The NASA Glenn roadshow “builds upon our agency’s mandate, as all federal agencies, have for technology transfer,” said Joe Shaw, deputy director of the office of technology partnerships and planning at NASA Glenn. The event was arranged through the Strong Cities, Strong Communities Initiative, a White House program to assist communities by coordinating federal programs and agencies.
“There’s a lot of technologies we have on the shelf, so to speak, at NASA that we are able to bring forward to those companies that they didn’t know existed,” added Paul Bartolotta, an aerospace engineer at NASA.
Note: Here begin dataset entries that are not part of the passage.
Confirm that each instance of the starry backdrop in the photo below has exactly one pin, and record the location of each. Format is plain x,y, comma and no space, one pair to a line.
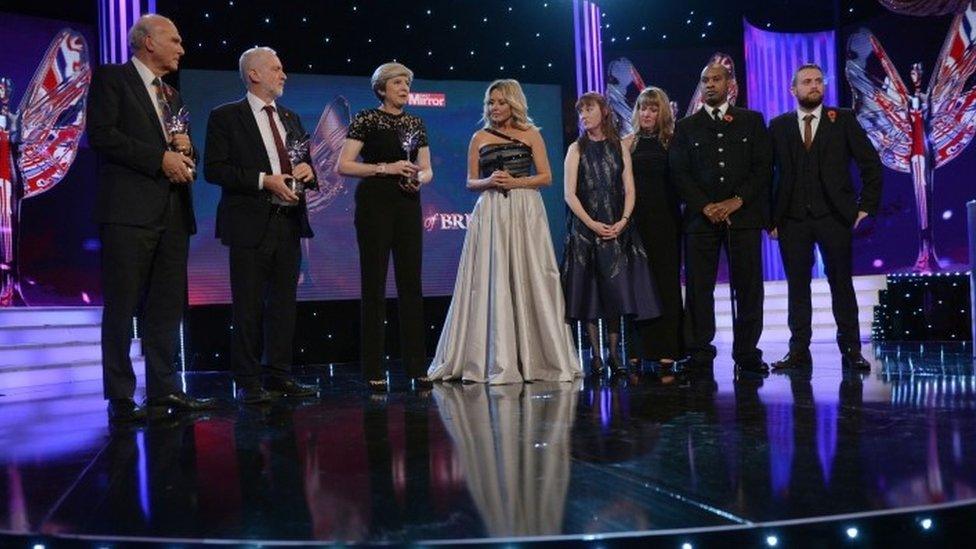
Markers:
531,40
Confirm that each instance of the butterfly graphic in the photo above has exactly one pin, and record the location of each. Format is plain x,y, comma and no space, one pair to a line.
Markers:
39,141
917,131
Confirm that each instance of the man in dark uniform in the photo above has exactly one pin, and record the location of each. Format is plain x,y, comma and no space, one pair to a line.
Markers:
720,162
814,203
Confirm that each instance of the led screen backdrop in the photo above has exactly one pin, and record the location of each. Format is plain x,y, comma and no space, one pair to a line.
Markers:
451,111
47,171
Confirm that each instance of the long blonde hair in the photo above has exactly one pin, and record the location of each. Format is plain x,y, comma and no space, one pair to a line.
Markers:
654,97
512,93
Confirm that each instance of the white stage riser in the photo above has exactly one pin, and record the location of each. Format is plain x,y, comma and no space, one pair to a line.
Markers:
22,335
50,316
68,372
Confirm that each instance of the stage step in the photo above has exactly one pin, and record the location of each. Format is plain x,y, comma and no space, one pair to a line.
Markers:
40,346
49,316
53,333
775,310
38,375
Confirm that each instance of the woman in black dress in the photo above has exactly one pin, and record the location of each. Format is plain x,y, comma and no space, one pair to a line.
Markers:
657,216
388,149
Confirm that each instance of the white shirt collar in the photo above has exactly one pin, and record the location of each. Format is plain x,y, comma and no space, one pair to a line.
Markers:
145,73
815,112
723,108
257,104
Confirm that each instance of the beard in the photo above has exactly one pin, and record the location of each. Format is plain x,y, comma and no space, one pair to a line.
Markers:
809,103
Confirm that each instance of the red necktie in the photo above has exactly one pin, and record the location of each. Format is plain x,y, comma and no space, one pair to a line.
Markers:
808,131
279,145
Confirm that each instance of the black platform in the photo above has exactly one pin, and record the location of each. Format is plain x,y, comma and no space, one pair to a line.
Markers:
887,457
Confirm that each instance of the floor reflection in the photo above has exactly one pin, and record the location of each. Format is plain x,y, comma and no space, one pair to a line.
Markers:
659,450
514,446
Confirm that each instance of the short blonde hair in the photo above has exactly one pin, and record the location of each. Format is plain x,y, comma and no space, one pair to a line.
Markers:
512,93
386,72
656,97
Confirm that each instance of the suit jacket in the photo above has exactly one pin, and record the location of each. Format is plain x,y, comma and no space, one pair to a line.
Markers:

“We’ve had an outstanding day,” remarked Michael Hripko, director of research and economic development at YSU’s College of Science, Technology, Engineering and Mathematics. “There’s been meaningful engagement between the NASA subject-matter experts and the small businesses. That’s going to result in problem solving that could then result in more business, better productivity, and that means more jobs and more revenue for our small businesses.”
NASA’s Bartolotta said follow-up work is being envisioned with a couple of the companies, offered either pro bono by NASA “or we will ask for some kind of compensation” for the subject matter experts’ time and effort.
Another company that participated in the event, Visualized Energy of Youngstown, was invited to come to NASA Glenn “to explore how we might be a demonstration center for one of the technologies they have developed,” Shaw reported. “Each partnership will take the path that it needs to take for success.”
Speakers at the luncheon described Thursday’s program as the “initial event,” YSU’s Hripko noted. “In fact, someone came up to me today and said, ‘Should we schedule next year’s event?’ There’s interest and enthusiasm for expanding this, and perhaps a deeper role for students and faculty going forward as well.”
“This is a journey, it’s not a sprint,” NASA’s Shaw affirmed. “We have just gotten started.”
The program was presented by YSU; NASA; Strong Cities, Strong Communities, or SC2; Magnet, a nonprofit organization that promotes manufacturing in the 18-county northeastern Ohio region; and Magnet’s Partnership for Regional Innovation Services to Manufacturers, or Prism, program.
SC2 was designed to help communities to create jobs and a more competitive business climate, and to implement locally driven planning approaches to sustained economic growth and ensure that federal assistance is more efficient, coordinated and deployed, said Antonio Riley, regional administrator for HUD’s Region 5. Riley was the featured speaker at the luncheon.
NASA Glenn is trying to go beyond its federal mandate and "more closely partner with organizations and infuse not just technologies but also make available NASA subject matter experts -- people who are experts in their field who may not have rubbed elbows with the people here -- [to help them find] where those synergies are,” Shaw said.
Scott Smith, Youngstown’s Strong Cities, Strong Communities liaison and a Mahoning Valley native, heard about the NASA program in Cleveland and wondered why it couldn’t work in Youngstown. “They made it work. I didn’t do anything but bring people together,” he said.